The film has its share of stumbling blocks. One is the persistent anonymity of the characters; just because a gambit is a conscious part of the film’s design doesn’t mean it always works, and there are moments you may wonder whether treating supporting players as something other than glorified cannon fodder might have resulted in a film as emotionally powerful as it is viscerally overwhelming. Another miscalculation is the score, by Hans Zimmer, a Jungian din of booming drums, bum-vibrating synth chords, and cawing string effects that loses much of its power by refusing to shut up, even when silence or ambient war noise might have been just as effective, or more so. The overuse of Zimmer’s music has been an issue throughout Nolan’s career, but here may become an object of debate. The situations and images are so vivid that the score often seems to be trying to rescue a film that doesn’t need its help.
I was more on-the-fence about the movie’s intricate narrative construction, but once the film’s visceral impact had faded, it was there that my mind wandered. Like most of Nolan’s films, “Dunkirk” is obsessed by the relative perception of time. This is emphasized here by the cross-cutting of Lee Smith.
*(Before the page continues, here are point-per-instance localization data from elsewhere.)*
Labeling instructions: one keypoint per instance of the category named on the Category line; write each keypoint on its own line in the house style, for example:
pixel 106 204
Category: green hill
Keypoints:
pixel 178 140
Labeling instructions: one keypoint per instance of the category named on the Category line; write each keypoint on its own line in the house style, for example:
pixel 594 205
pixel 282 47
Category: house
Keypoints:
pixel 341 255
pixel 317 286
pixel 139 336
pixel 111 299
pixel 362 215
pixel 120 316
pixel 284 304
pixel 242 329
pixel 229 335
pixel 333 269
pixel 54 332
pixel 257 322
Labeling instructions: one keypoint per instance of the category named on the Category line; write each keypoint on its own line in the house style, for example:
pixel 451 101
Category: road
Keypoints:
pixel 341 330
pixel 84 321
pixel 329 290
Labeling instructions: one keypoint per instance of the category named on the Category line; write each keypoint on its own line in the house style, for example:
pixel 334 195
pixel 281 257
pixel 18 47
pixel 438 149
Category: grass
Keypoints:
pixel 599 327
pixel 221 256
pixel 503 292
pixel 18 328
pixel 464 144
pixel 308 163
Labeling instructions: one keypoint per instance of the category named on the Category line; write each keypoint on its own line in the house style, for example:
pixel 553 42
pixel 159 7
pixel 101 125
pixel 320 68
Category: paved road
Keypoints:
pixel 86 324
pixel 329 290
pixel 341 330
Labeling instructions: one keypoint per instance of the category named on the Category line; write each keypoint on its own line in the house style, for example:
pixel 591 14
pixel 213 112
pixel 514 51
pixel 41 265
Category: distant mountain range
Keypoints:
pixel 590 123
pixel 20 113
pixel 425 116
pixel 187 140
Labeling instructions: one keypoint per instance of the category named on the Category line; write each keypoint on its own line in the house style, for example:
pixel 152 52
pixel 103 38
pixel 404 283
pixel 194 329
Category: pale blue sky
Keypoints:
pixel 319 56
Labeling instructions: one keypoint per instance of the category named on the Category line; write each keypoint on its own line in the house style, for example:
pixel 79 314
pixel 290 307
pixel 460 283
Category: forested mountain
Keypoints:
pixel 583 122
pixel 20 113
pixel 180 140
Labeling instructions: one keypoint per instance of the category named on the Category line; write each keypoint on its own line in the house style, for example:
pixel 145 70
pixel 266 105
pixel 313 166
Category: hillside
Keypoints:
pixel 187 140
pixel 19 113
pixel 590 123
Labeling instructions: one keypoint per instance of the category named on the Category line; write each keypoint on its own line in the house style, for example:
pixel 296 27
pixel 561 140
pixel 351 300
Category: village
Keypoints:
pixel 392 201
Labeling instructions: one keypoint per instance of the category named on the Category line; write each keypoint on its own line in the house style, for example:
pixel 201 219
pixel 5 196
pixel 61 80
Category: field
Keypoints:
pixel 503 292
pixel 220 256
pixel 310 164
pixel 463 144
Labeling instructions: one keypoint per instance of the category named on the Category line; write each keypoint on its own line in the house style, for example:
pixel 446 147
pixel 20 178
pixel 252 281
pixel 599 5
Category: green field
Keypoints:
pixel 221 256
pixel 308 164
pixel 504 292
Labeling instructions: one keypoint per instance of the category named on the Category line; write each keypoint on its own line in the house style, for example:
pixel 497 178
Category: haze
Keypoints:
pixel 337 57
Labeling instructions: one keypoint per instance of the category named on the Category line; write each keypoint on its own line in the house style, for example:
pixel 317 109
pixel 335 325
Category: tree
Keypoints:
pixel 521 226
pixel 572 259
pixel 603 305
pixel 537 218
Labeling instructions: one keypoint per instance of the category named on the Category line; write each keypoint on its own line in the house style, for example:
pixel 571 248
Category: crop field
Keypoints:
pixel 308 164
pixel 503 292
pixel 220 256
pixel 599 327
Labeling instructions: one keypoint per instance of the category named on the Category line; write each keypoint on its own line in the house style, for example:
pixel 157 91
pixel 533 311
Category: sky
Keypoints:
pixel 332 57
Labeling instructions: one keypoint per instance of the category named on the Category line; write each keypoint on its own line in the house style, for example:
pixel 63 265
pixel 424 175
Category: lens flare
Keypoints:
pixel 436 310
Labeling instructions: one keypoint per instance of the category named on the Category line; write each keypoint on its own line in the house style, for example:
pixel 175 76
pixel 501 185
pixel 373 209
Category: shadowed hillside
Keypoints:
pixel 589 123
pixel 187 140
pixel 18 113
Smith has edited all of Nolan’s movies since “Batman Begins“—including “Interstellar,” which is explicitly about the idea of time passing more quickly or slowly depending on where you are. “Dunkirk” tells us in its chapter-like opening titles that one major subplot takes place over a week, another in a day, and yet another in one hour. Then the movie hops between them in ways that compress and expand time for poetic effect—making, say, a plane’s run that probably took thirty seconds seem to take exactly as long as a sea rescue that lasted hours.
One could make a case that this amounts to over-intellectualization of a strong, simple tale. But that’s been Nolan’s m.o. from “Following” and “Memento” onward, and I’d be lying if I said it didn’t fascinate me, even if a particular film isn’t doing much for me scene-to-scene. It has often been said that trauma wreaks havoc with one’s perceptions of time. This is one of the few works I can think of that considers that idea over the course of a whole feature, not just in self-contained sequences. (The backbone of Zimmer’s score, appropriately, is a ticking clock.)
If somebody were to ask me if I liked this film, I would tell them no. I loathed parts of it and found other parts repetitious or half-baked. But, maybe paradoxically, I admired it throughout, and have been thinking about it constantly since I saw it. Even the aspects of “Dunkirk” that didn’t sit right with me are all of a piece. This is a movie of vision and integrity made on an epic scale, a series of propositions dramatized with machines, bodies, seawater and fire. It deserves to be seen and argued about. They don’t make them like this anymore. Never did, really.